Signed-off-by: Jule Anger <janger at samba.org>
commit 5c31d5beb3bed6b28c8d648d889c47e69c16cc8e
Author: Joseph Sutton <josephsutton at catalyst.net.nz>
Date: Wed Oct 12 13:57:33 2022 +1300
CVE-2022-3437 third_party/heimdal: Pass correct length to _gssapi_verify_pad()
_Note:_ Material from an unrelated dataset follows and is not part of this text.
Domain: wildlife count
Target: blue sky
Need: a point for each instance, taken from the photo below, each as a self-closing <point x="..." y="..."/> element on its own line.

We later subtract 8 when calculating the length of the output message
buffer. If padlength is excessively high, this calculation can underflow
and result in a very large positive value.
Now we properly constrain the value of padlength so underflow shouldn't
be possible.
BUG: https://bugzilla.samba.org/show_bug.cgi?id=15134
Signed-off-by: Joseph Sutton <josephsutton at catalyst.net.nz>
Reviewed-by: Andrew Bartlett <abartlet at samba.org>
commit 22dd9072c9f964931db931ee0b638a9799e947ca
Author: Joseph Sutton <josephsutton at catalyst.net.nz>
Date: Mon Oct 10 20:33:09 2022 +1300
CVE-2022-3437 third_party/heimdal: Check for overflow in _gsskrb5_get_mech()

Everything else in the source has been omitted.